L’istante riferisce, infatti, che:
– «ogni singolo buono-sconto è identificato con un codice a barre»;
– «esiste un sistema di tracciamento tale per cui per ciascun singolo buonosconto è possibile risalire al rivenditore tramite il quale il prodotto è stato commercializzato ed il buono-sconto utilizzato»;
– è possibile «individuare le fatture emesse ai rivenditori per quei prodotti che, successivamente, daranno diritto al rimborso dello sconto».
E’, altresì, in linea con quanto precisato nella risoluzione 147/E, la scelta dell’istante di indicare «in tale nota di credito, oltre agli elementi di cui all’art. 21 del DPR 633/72, anche il riferimento alle fatture emesse ai rivenditori e gli estremi dei buoni-sconto che abbiano determinato la variazione della base imponibile».
Non è di ostacolo la circostanza che nella risoluzione 147/E il rimborso della somma di denaro avvenga direttamente dalla società all’acquirente finale, posto che, dalla descrizione emerge che l’intermediario agisce in nome e per conto dell’istante nel rimborsare lo sconto o abbuono ai rivenditori che a loro volta consentono all’utente finale di utilizzare il buono-sconto, pur continuando a certificare il prodotto ceduto per il suo valore originario, al lordo dello sconto.
E’, infine, possibile come già chiarito con la risoluzione sopra citata, l’emissione di un unico documento di variazione per tutti i buoni-sconto rimborsati in un determinato periodo, purché le transazioni siano univocamente individuate mediante:
a) la data;
b) il numero progressivo attribuito alla stessa nota;
c) il numero di riferimento dei buoni-sconto utilizzati;
d) il valore dei buoni-sconto, ripartito tra imponibile, imposta ed aliquota applicata;
f) il riferimento alla fattura originaria emessa nei confronti del rivenditore cui la nota di accredito si riferisce e che si intende variare.
Detta nota, che può anche non transitare in SDI, trattandosi di una variazione interna, deve essere annotata sul solo registro degli acquisti, o in rettifica sul registro vendite, e archiviata unitamente alla documentazione comprovante l’ammontare dei buoni-sconto rimborsati.
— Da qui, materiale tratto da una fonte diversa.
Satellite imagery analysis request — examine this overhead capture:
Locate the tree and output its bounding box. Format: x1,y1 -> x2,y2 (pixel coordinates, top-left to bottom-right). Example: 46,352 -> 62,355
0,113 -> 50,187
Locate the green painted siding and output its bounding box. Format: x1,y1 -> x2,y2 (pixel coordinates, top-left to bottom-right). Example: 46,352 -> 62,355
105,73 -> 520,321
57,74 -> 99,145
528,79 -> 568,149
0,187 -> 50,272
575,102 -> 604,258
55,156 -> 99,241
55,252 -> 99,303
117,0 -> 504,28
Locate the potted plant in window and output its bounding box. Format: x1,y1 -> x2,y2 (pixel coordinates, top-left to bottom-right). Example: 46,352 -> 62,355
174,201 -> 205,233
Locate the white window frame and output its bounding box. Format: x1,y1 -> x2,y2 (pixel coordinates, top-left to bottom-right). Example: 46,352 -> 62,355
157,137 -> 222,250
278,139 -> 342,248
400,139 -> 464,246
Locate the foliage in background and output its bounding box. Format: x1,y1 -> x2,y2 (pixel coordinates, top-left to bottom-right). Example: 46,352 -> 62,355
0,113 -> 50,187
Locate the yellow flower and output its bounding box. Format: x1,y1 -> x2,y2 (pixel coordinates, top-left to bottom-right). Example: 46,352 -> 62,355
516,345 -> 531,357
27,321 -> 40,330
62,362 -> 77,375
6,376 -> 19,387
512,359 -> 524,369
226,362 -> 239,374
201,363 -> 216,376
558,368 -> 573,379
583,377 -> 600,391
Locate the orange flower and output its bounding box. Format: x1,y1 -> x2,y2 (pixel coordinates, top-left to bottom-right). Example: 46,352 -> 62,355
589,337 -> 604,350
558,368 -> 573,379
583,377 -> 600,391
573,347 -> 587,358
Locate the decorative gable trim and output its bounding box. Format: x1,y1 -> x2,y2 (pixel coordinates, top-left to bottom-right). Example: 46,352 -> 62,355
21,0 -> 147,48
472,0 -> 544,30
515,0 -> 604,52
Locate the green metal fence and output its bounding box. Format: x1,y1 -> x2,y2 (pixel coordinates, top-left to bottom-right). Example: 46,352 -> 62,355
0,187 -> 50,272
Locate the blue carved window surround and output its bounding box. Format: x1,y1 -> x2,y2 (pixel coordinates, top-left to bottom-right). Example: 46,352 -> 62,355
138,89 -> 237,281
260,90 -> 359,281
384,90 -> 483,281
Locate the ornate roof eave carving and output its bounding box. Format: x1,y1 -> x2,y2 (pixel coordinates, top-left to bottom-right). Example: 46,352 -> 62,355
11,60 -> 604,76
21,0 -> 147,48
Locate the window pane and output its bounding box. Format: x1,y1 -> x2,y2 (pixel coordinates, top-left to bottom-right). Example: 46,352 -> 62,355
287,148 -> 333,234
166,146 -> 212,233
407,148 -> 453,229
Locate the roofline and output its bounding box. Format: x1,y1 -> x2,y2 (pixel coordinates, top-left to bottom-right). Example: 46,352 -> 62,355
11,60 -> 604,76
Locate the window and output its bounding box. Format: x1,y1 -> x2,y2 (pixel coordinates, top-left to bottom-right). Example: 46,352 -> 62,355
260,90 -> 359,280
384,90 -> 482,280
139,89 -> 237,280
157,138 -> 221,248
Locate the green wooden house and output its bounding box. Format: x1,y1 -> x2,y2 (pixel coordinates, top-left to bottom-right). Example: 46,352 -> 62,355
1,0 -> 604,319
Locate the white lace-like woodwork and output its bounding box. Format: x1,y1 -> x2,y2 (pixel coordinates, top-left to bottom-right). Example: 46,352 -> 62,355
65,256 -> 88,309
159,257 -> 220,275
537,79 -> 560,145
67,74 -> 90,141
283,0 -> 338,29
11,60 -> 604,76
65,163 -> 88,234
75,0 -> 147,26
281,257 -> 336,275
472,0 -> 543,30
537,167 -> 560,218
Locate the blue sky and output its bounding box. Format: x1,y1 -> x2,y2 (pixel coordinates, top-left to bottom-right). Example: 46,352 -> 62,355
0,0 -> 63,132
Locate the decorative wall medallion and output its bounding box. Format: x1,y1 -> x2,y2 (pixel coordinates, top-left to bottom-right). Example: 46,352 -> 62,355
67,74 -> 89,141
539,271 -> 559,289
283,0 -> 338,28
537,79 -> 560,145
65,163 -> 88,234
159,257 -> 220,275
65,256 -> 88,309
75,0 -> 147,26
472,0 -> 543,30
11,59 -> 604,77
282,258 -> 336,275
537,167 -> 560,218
Quanto, infine, al quesito n. 3) si osserva che, al verificarsi del presupposto – utilizzo del buono-sconto – il diritto alla detrazione dell’IVA recuperata con la nota di variazione va esercitato entro il termine individuato dall’articolo 26 del decreto IVA (esercizio del diritto alla detrazione, fino al 31 dicembre 2016, “al più tardi, con la dichiarazione relativa al secondo anno successivo a quello in cui il diritto alla detrazione è sorto ed alle condizioni esistenti al momento della nascita del diritto medesimo”, e, dal 1° gennaio 2017, “al più tardi, con la dichiarazione relativa all’anno in cui il diritto alla detrazione è sorto ed alle condizioni esistenti al momento della nascita del diritto medesimo”). Ne deriva che, nel caso di specie, il recupero può riguardare i buoni-sconto rimborsati nel periodo d’imposta 2020 e quelli che saranno rimborsati negli anni futuri.
Non è, invece, recuperabile l’IVA relativa ai buoni-sconto utilizzati ante 2019.
Né, peraltro, è possibile il ricorso all’istituto disciplinato dall’articolo 30-ter del decreto IVA che, essendo norma residuale ed eccezionale, trova applicazione ogni qual volta sussistano condizioni oggettive che non consentono di esperire il rimedio di ordine generale (nel caso di specie l’emissione di una nota di variazione in diminuzione).
Il suddetto istituto, infatti, non può essere utilizzato ordinariamente per ovviare alla scadenza del termine di decadenza per l’esercizio del diritto alla detrazione, qualora tale termine sia decorso per “colpevole” inerzia del soggetto passivo.